Raise one tariff and economists the world over will cry "trade war" and "protectionism." And why shouldn't they? President Obama's decision to tax imported Chinese tires is an obvious violation of free trade, and an invitation to backlash that China has already accepted, slapping its own duties on American chickens and auto parts in reprisal. Prices could rise for American consumers, runs the classic argument, and the move could also lead to a damaging global rise in protectionism. Is there any sound reason reason to defend the tariffs, when almost every economic writer--from liberal Ryan Avent to conservative Greg Mankiw, plus Yves Smith, Douglas A. McIntyre and Michael Schuman--thinks they're a terrible idea?

Very few writers are making the case, but if there's a justification for shutting Chinese tires out of American markets, here it is:

  • Chinese Tires Have Proven To Be Unsafe, argues Garth Brazelton, who says he normally wouldn't support tariffs: "There is a reason their tires are so cheap, and the reason (which is the same reason why many of their products are so cheap) is because the Chinese cut safety corners in order to beat the market...The Chinese are not internalizing this cost, and consumers often are unaware the tires are safe at the time of purchase. So, I applaud the Obama administration for sending a signal to the Chinese, and for course-correcting a likely market failure."
  • A Way to Force Chinese Products to Improve, argues Tom Bozzo at Angry Bear. "With little or no monitoring and financial returns to cutting corners, amazingly corners are cut. Lo, incentives matter!...Perhaps if we could just trade with the Aspirational China with its fast trains, gleaming 500-meter skyscrapers, massive renewable energy investments, and middle class, some of the conditions might actually hold to justify the U.S. economist hand-wringing. Meanwhile promotion of trade should not be a suicide pact."

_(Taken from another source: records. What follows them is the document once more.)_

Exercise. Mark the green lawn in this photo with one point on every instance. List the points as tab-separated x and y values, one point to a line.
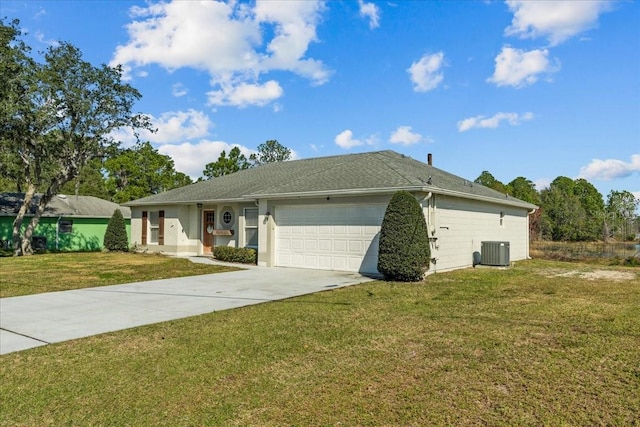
538	344
64	271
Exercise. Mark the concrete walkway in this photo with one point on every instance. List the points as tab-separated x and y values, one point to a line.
36	320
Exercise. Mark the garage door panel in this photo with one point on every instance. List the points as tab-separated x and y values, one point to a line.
325	245
340	245
329	237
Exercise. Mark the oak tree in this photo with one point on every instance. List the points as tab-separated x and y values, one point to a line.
56	117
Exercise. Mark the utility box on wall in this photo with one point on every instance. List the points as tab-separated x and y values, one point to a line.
495	253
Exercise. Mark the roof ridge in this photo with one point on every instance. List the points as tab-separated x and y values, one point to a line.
396	171
343	159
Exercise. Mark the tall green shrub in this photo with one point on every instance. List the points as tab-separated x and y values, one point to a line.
115	238
404	253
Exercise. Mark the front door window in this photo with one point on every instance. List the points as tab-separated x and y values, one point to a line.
208	226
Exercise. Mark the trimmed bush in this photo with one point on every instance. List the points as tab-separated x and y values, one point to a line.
404	253
230	254
115	238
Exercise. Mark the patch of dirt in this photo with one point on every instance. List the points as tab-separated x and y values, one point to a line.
598	275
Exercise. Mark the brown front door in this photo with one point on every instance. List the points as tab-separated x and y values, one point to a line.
208	225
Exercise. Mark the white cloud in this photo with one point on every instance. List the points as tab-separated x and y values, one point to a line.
519	68
191	159
39	35
513	119
425	73
345	140
234	42
371	12
178	90
611	168
403	135
556	20
179	125
171	127
542	183
245	94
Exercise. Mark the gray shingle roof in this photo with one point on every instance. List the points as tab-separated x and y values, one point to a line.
62	205
365	173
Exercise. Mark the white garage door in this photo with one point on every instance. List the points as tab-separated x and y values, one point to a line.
339	237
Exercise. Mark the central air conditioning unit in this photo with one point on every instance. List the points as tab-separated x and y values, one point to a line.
495	253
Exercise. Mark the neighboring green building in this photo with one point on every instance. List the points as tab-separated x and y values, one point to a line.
69	223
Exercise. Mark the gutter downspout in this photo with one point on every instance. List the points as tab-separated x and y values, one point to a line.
429	218
58	231
531	212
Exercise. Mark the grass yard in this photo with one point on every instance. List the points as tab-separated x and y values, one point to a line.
542	343
63	271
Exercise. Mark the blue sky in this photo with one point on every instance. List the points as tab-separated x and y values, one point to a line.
518	88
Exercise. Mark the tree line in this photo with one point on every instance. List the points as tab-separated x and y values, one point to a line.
58	117
57	121
573	209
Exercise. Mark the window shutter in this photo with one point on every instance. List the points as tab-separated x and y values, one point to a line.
144	227
161	228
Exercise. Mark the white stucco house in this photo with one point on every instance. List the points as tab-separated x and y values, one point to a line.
326	212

  • A Manageable Concession to Labor Unions, argues Kevin Drum at Mother Jones. "Frankly, the tire decision looks to me like a fairly standard payoff to a core constituency, not something that suggests a long-term change in policy. And just as with Bush's tariffs, my guess is that a white hot Chinese reaction will be quite enough to turn him around even if he did have plans for a more protectionist trade policy...My guess: China will retaliate, the WTO's gears will grind, and the whole thing will blow over."